Background information
- Origin: Dublin, Ireland
- Occupation: Conductor

= David Brophy (conductor) =

Irish conductor

David Brophy (born 24 March 1972) is an Irish conductor.

== Biography ==
David Brophy was born in Santry, Dublin. He studied in Ireland – gaining a Bachelor of Music (Performance) degree from Trinity College Dublin and Dublin Institute of Technology College of Music in 1995 – as well as in England and Holland. During 1997–2001 he took private conducting lessons with Gerhard Markson. He has conducted the National Chamber Choir of Ireland, the Dublin Orchestral Players, and the RTÉ National Symphony Orchestra, before being appointed Principal Conductor of the RTÉ Concert Orchestra (RTÉCO). His career, while primarily based in Ireland, has brought him to many parts of Europe, Africa, America and Canada. While conducting the RTÉ NSO, he performed in front of over 80,000 people at the opening ceremony of The Special Olympics World Games in 2003. The event, televised worldwide, included performances with U2 and the largest Riverdance troupe ever assembled. Radio broadcasts have been carried on RTÉ, BBC, CBC Television (Canada) and EBU to listeners across Europe, while his recordings have been released on Silva Screen and Tara Records labels. His TV appearances include The National Concert Hall's 25th anniversary gala concert entitled Ireland's Finest. As Principal Conductor of the RTÉCO Brophy conducted the orchestra in front of Queen Elizabeth II at The Convention Centre Dublin on her state visit to Ireland in May 2011.

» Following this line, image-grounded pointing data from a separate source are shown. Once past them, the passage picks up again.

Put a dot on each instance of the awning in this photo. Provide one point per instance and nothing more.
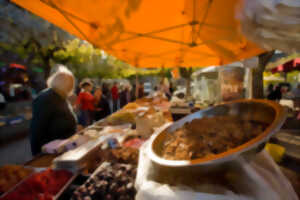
(153, 33)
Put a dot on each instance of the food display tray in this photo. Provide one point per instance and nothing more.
(264, 111)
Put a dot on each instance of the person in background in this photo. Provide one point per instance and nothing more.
(128, 93)
(164, 88)
(296, 97)
(296, 91)
(101, 105)
(2, 101)
(85, 103)
(115, 96)
(139, 91)
(171, 88)
(123, 98)
(133, 93)
(52, 115)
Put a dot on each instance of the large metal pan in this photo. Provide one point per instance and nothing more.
(264, 111)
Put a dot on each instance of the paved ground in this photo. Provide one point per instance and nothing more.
(16, 152)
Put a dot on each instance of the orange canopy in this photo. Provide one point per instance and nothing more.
(153, 33)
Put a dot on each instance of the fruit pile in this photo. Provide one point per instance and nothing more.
(40, 186)
(11, 175)
(110, 182)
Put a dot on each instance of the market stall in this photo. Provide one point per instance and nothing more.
(138, 153)
(108, 160)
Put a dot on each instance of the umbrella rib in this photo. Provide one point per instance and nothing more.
(158, 38)
(204, 17)
(153, 32)
(194, 20)
(71, 22)
(66, 12)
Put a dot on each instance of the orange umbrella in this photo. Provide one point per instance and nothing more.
(153, 33)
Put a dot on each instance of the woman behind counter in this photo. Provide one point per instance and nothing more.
(53, 116)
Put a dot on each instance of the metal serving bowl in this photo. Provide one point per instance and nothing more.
(264, 111)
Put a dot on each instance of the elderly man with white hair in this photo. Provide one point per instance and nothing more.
(53, 116)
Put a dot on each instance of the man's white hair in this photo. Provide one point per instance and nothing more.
(62, 79)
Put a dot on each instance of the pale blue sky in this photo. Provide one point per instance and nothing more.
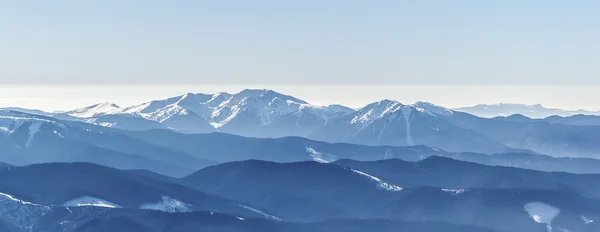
(309, 42)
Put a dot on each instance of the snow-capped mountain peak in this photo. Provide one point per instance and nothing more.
(376, 110)
(430, 108)
(94, 110)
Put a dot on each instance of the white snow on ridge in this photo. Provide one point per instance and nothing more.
(90, 201)
(380, 184)
(374, 111)
(267, 216)
(168, 205)
(542, 213)
(586, 220)
(11, 198)
(319, 156)
(34, 128)
(407, 112)
(455, 191)
(432, 109)
(94, 110)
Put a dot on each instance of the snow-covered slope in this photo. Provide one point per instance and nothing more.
(248, 113)
(390, 122)
(94, 110)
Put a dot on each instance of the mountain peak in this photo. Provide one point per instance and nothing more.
(376, 110)
(432, 108)
(94, 110)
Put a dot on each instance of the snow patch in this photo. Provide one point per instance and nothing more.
(34, 128)
(58, 133)
(586, 220)
(455, 191)
(94, 110)
(168, 205)
(90, 201)
(406, 112)
(11, 198)
(319, 156)
(380, 183)
(267, 216)
(542, 213)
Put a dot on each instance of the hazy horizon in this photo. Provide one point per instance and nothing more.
(66, 97)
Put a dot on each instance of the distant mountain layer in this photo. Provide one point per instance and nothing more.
(532, 111)
(302, 196)
(268, 114)
(31, 139)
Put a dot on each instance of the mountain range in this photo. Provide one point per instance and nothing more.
(532, 111)
(259, 160)
(303, 194)
(269, 114)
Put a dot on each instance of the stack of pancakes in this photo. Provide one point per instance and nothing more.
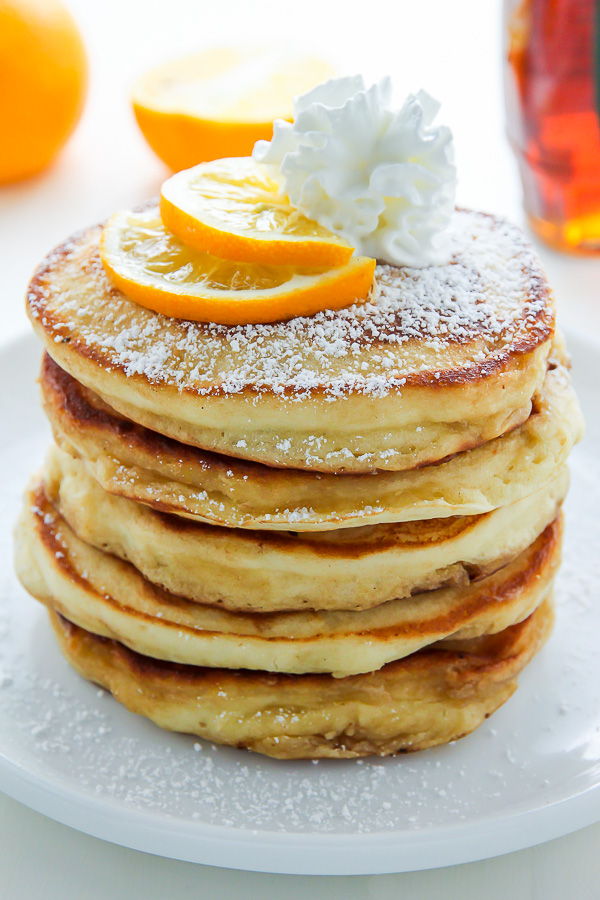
(333, 536)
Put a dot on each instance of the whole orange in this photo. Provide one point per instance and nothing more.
(43, 80)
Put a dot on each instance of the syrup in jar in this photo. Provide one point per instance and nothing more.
(552, 90)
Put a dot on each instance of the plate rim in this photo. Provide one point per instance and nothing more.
(300, 853)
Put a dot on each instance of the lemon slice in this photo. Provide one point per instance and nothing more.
(232, 208)
(220, 102)
(158, 271)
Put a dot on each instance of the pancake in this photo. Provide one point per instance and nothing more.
(431, 698)
(263, 571)
(133, 462)
(111, 598)
(439, 360)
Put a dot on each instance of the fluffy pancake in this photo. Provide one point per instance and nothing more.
(440, 359)
(434, 696)
(263, 571)
(131, 461)
(109, 597)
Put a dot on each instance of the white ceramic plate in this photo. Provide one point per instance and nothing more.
(529, 774)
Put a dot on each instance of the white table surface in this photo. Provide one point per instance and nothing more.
(452, 49)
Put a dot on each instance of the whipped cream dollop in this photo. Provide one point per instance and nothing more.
(381, 178)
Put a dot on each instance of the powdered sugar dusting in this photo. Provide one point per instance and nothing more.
(491, 295)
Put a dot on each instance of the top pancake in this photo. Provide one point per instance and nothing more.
(439, 360)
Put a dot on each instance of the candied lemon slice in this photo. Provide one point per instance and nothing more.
(232, 208)
(220, 102)
(158, 271)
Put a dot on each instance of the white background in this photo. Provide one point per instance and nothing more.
(452, 48)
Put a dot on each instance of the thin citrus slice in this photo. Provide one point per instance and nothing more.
(220, 102)
(232, 208)
(156, 270)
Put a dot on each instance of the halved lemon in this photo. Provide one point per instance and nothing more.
(232, 208)
(220, 102)
(158, 271)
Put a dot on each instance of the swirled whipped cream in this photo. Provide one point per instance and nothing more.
(383, 179)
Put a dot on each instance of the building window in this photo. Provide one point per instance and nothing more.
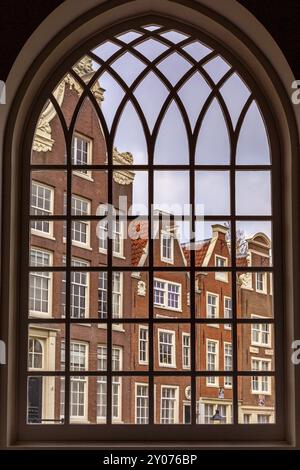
(117, 294)
(81, 153)
(79, 291)
(227, 311)
(261, 334)
(35, 354)
(212, 307)
(263, 419)
(212, 355)
(167, 248)
(210, 409)
(167, 295)
(228, 364)
(141, 404)
(186, 350)
(117, 232)
(169, 405)
(40, 283)
(42, 202)
(261, 283)
(261, 384)
(143, 344)
(117, 364)
(166, 348)
(78, 384)
(221, 262)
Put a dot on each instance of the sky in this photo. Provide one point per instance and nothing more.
(171, 188)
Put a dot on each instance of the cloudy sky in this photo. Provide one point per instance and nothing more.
(171, 188)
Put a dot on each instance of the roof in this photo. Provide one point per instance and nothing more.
(200, 253)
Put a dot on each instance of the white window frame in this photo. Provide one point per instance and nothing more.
(220, 275)
(81, 379)
(227, 326)
(165, 291)
(87, 174)
(36, 313)
(102, 227)
(184, 347)
(215, 325)
(260, 333)
(228, 379)
(146, 398)
(87, 223)
(118, 418)
(35, 231)
(173, 348)
(259, 378)
(146, 341)
(170, 237)
(212, 381)
(175, 400)
(264, 281)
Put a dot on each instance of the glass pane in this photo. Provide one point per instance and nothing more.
(213, 146)
(44, 346)
(151, 85)
(214, 400)
(172, 202)
(256, 407)
(254, 243)
(212, 192)
(256, 346)
(253, 143)
(45, 400)
(171, 395)
(130, 143)
(255, 294)
(258, 184)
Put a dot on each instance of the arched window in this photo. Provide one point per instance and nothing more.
(151, 244)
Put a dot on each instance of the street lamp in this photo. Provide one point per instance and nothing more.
(217, 418)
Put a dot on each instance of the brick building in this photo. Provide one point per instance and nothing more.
(130, 296)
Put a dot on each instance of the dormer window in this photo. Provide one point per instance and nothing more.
(167, 247)
(221, 262)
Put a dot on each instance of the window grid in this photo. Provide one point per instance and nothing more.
(109, 307)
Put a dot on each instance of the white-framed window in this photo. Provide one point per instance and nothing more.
(40, 283)
(211, 408)
(35, 353)
(186, 350)
(81, 154)
(212, 361)
(228, 364)
(261, 282)
(117, 364)
(79, 291)
(141, 403)
(221, 262)
(167, 294)
(78, 384)
(166, 348)
(169, 404)
(42, 203)
(143, 344)
(118, 230)
(261, 384)
(263, 419)
(117, 294)
(227, 311)
(261, 334)
(212, 305)
(167, 247)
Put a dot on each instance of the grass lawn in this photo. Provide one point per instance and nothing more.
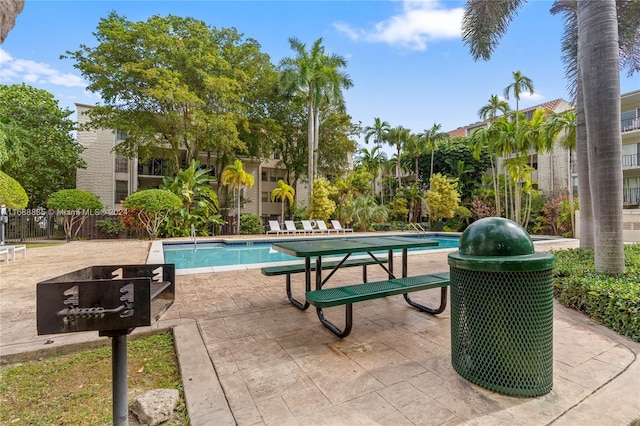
(76, 388)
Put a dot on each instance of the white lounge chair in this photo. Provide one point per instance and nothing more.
(4, 253)
(291, 227)
(322, 227)
(308, 227)
(338, 226)
(11, 252)
(275, 228)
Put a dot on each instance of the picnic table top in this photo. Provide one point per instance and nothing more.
(328, 246)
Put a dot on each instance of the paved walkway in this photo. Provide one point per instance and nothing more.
(250, 358)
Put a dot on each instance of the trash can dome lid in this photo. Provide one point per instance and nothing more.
(495, 236)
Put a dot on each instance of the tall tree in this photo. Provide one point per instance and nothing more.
(37, 136)
(432, 137)
(397, 137)
(320, 77)
(235, 175)
(598, 78)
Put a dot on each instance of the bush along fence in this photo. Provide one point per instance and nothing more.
(46, 224)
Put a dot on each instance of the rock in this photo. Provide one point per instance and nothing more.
(155, 406)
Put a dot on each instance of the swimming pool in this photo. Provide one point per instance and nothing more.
(214, 256)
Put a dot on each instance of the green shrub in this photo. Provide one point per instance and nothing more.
(12, 194)
(153, 206)
(77, 205)
(614, 301)
(251, 224)
(110, 227)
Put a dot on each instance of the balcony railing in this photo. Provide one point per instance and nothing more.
(630, 124)
(630, 161)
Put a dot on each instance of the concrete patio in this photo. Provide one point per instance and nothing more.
(248, 357)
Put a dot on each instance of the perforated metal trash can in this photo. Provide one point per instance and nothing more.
(502, 309)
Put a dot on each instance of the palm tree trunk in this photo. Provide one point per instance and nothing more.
(598, 55)
(311, 144)
(584, 185)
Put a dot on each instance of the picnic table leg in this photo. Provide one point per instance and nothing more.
(294, 302)
(422, 308)
(332, 327)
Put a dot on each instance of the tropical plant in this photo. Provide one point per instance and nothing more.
(12, 194)
(77, 205)
(414, 196)
(234, 175)
(363, 211)
(431, 138)
(153, 207)
(398, 137)
(398, 210)
(199, 202)
(321, 206)
(284, 193)
(442, 198)
(321, 78)
(251, 224)
(591, 46)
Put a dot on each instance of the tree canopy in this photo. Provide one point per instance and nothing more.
(36, 144)
(175, 82)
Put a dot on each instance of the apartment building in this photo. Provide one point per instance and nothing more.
(554, 170)
(113, 177)
(630, 126)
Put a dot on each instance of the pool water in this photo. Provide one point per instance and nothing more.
(212, 254)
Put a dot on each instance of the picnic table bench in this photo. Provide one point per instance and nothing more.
(295, 269)
(349, 294)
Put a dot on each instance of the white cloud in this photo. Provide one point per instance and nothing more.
(420, 23)
(13, 70)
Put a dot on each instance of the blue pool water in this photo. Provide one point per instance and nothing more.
(212, 254)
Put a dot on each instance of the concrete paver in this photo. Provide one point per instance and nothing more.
(250, 358)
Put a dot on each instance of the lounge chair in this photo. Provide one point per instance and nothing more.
(275, 228)
(308, 227)
(322, 227)
(338, 227)
(11, 251)
(4, 253)
(291, 227)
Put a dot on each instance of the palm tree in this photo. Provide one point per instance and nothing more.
(597, 78)
(371, 161)
(490, 111)
(235, 175)
(284, 192)
(432, 137)
(397, 137)
(519, 85)
(564, 124)
(320, 77)
(9, 11)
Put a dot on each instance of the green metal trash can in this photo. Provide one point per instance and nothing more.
(502, 309)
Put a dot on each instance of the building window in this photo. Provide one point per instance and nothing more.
(122, 164)
(122, 191)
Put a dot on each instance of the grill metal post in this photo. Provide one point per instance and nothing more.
(119, 377)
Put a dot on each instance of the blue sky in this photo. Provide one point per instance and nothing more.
(406, 59)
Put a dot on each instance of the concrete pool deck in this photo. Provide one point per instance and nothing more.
(250, 358)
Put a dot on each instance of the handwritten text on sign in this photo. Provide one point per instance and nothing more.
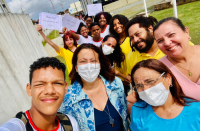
(94, 9)
(71, 23)
(50, 21)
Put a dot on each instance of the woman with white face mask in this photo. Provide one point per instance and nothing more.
(161, 104)
(96, 97)
(111, 48)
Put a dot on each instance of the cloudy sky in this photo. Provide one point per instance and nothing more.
(34, 7)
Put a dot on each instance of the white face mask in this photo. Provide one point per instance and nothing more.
(107, 50)
(155, 96)
(89, 72)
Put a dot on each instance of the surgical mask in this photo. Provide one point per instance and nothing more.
(155, 96)
(89, 72)
(107, 50)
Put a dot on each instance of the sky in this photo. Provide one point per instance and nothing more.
(34, 7)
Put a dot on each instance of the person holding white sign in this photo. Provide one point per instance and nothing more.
(111, 49)
(83, 38)
(103, 18)
(96, 30)
(67, 52)
(89, 21)
(117, 28)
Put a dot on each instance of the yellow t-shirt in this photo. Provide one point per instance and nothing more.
(125, 46)
(67, 55)
(122, 70)
(135, 56)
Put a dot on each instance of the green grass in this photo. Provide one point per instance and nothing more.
(52, 35)
(189, 14)
(66, 72)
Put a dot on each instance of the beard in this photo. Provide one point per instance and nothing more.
(148, 41)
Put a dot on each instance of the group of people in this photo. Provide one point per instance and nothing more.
(156, 58)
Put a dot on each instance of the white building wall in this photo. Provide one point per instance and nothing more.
(19, 47)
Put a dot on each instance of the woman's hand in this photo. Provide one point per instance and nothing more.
(127, 78)
(39, 28)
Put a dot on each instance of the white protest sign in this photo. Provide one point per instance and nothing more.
(94, 9)
(70, 22)
(50, 21)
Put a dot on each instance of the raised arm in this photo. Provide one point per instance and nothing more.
(39, 29)
(76, 36)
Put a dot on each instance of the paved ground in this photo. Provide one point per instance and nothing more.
(50, 51)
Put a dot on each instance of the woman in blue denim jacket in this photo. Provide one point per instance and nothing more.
(96, 97)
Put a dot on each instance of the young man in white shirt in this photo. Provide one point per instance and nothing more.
(47, 88)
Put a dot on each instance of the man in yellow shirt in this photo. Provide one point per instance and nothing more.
(140, 31)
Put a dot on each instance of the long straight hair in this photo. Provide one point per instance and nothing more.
(156, 65)
(106, 71)
(65, 37)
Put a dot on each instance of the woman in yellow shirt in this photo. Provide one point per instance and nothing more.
(111, 49)
(117, 28)
(67, 52)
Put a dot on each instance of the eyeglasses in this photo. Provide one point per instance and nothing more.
(140, 87)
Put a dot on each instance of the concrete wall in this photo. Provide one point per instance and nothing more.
(168, 4)
(114, 5)
(19, 47)
(131, 8)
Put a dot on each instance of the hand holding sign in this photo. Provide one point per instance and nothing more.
(50, 21)
(70, 22)
(94, 9)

Brophy has directed premieres of works by leading contemporary Irish composers including Frank Corcoran, Raymond Deane, Benjamin Dwyer, David Fennessy, and Ian Wilson. he also gave the first Irish performances of Steve Reich's Music for 18 Musicians and the Irish premiere of André Previn's A Streetcar Named Desire.

Brophy gave the World Premier of double Grammy-winning Argentinian Composer Claudia Montero's piano concerto "Concierto en Blanco y Negro" at the Galway International Arts Festival and the National Concert Hall, Dublin in July 2017.

Film credits include Shaun Davey's score for The Abduction Club. He also presented a reality TV show on RTÉ One entitled "Instrumental", charting the attempts of celebrities to learn to play musical instruments.